We therefore conclude that Sophia has failed to prove by clear and convincing evidence that her surrender was fraudulently procured.

II.

• 4 The trial court also certified the following question pursuant to Supreme Court Rule 308:

"Whether the People of the State of Illinois prior to an adjudicatory hearing has the absolute right to dismiss a neglect petition without prejudice after the mother has filed a motion to withdraw her Consent to Adoption [sic] when that consent [sic] was taken during pending of the neglect case?"

Because we have concluded that Sophia has failed to sustain the burden necessary to invalidate the surrender, we find it unnecessary to address this issue.
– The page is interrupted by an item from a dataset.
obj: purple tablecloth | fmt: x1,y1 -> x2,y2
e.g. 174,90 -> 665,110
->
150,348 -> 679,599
We cannot be certain that any pronouncement on our part with respect to this issue as presented might not be a futile enunciation of abstract principles of law having no bearing upon any presently existing dispute. It is our opinion that Sophia's surrender of the child presumably obviates any necessity that the State proceed with the adjudication of wardship. Courts> have determined an issue to be moot when no actual controversy, interests or rights of the parties are presented or involved, or when the issue itself has ceased to exist. An appellate court will not review a case merely to decide moot or abstract questions, to establish precedent, or to render a judgment to guide potential future litigation. LaSalle National Bank v. City of Chicago (1954), 3 Ill.2d 375, 378-79, 121 N.E.2d 486; Trompeter Construction Co. v. First Federal Savings & Loan Association (1978), 62 Ill. App.3d 173, 176, 379 N.E.2d 298.

Accordingly, we reverse the judgment of the circuit court of Cook County granting Sophia Nolan leave to withdraw her surrender and vacate the trial court's finding that constructive fraud was committed in the taking of the surrender. We remand the cause with directions to dismiss the petition for adjudication of wardship.

Reversed and remanded with directions.

HARTMAN, P.J., and DOWNING, J., concur.